O que chama a atenção é a fundamentação da decisão.

A imprescindibilidade da LGPD

Para embasar seu entendimento, a LGPD foi utilizada em caráter “obter dictum” pelos Magistrados, ou seja, como argumento para complemento do raciocínio e compreensão da decisão, mesmo não constituindo parte de seu fundamento jurídico. Neste sentido, foram mencionados os artigos 2º, 7º, 8º, 15º e 17º, que tratam exatamente da necessidade da anuência prévia da pessoa para a coleta e armazenamento de seus dados.

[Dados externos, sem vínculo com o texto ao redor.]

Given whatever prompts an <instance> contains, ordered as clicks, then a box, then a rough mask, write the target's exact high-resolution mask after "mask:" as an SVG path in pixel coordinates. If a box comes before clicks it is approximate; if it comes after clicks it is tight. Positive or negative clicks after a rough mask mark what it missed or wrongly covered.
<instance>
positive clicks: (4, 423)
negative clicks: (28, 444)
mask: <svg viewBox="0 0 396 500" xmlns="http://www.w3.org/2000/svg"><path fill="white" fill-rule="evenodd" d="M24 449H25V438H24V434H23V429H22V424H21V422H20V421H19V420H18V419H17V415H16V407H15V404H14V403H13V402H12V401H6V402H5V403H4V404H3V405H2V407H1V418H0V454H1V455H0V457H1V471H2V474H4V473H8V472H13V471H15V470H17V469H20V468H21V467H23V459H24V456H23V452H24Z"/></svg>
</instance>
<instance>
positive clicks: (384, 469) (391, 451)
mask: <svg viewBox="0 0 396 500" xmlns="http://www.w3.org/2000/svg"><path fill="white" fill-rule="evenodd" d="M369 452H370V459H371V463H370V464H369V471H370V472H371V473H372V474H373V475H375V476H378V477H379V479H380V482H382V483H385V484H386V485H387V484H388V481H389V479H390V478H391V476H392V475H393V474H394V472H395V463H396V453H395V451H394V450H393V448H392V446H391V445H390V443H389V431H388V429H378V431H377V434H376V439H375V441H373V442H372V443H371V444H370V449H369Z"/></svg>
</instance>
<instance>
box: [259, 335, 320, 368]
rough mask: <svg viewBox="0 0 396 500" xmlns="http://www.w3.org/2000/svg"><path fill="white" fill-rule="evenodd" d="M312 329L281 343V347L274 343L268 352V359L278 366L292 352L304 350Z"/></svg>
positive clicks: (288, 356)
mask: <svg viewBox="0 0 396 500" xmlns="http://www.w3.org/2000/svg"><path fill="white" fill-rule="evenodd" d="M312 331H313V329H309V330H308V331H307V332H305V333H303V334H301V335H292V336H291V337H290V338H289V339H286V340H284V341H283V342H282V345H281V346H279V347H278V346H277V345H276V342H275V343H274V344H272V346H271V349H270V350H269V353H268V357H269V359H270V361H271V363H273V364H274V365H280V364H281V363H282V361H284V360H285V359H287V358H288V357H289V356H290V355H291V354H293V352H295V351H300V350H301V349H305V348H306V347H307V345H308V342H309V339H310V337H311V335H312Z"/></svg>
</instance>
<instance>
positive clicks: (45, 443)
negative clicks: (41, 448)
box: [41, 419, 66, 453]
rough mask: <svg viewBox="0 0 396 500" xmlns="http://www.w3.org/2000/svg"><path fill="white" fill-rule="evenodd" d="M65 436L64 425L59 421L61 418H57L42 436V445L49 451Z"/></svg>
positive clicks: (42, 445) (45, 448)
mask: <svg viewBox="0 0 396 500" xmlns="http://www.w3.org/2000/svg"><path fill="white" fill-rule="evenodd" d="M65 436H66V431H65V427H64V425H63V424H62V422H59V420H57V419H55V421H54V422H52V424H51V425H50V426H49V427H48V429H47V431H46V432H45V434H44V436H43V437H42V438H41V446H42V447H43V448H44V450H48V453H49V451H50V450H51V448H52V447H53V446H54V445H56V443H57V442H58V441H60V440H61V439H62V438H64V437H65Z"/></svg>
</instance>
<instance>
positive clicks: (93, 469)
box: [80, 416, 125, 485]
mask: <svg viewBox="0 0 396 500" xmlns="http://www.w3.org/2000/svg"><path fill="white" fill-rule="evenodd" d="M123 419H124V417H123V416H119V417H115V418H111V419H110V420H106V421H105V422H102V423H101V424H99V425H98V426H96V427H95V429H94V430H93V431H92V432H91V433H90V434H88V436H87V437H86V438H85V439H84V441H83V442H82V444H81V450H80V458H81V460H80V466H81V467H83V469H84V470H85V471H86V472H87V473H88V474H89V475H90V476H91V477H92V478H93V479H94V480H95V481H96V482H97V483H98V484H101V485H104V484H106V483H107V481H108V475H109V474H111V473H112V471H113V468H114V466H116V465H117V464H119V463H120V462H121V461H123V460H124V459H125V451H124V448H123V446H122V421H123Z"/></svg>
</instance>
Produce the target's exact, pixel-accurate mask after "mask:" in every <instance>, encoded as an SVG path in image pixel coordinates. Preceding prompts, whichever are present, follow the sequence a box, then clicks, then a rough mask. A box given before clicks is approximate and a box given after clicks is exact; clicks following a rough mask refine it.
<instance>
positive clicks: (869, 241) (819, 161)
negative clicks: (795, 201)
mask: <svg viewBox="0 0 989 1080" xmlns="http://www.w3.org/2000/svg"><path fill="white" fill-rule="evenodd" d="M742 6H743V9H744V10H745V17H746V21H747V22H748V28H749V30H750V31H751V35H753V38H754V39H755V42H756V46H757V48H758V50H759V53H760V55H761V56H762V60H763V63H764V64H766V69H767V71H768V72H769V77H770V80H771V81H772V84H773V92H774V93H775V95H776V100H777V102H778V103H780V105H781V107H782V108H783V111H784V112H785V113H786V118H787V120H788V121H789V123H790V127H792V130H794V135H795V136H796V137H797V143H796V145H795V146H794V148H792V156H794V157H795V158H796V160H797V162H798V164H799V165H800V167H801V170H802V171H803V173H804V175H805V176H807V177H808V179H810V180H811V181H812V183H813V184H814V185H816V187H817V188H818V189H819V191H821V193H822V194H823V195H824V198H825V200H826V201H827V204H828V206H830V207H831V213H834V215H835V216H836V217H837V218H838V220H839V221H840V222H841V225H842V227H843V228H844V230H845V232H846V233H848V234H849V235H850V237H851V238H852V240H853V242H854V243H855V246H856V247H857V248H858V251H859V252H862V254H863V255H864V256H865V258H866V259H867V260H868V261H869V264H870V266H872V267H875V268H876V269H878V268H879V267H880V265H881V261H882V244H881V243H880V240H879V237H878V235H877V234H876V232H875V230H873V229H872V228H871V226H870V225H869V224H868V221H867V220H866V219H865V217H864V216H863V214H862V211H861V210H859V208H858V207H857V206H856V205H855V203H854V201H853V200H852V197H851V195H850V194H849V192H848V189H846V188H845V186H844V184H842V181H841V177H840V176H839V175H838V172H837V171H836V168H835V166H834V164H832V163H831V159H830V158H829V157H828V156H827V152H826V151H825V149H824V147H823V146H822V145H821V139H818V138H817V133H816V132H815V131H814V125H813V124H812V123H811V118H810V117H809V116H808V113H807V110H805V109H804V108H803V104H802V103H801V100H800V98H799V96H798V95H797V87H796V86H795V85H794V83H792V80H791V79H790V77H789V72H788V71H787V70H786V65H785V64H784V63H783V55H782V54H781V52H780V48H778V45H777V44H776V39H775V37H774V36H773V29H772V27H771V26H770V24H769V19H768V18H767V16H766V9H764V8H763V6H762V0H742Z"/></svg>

Desta forma, evidencia-se a imprescindibilidade desta lei, pois, ainda que não aplicável no caso em tela, foi feito seu uso. Isto ocorre pela grande especificidade que carrega acerca deste tema, trazendo um fornecimento de base decisória muito mais confortável para os julgadores.

Ante o exposto, ainda que tenha sido possível os Magistrados embasarem a decisão fazendo uso das legislações até então disponíveis, unindo alguns textos de lei que se complementaram, com a efetiva utilização da LGPD no caso concreto muito mais fluída, incisiva e tranquila seria, sem dúvidas, a elaboração e constituição deste Acórdão. Exatamente para este fim, essa importante lei foi elaborada e sancionada. Justamente para aumentar a proteção ao titular de dados, criando infrações que abordam e ampliam o rol de situações nas quais poderá estar em risco, e que antes ficava à mercê de leis com outras finalidades para ter seus direitos assegurados.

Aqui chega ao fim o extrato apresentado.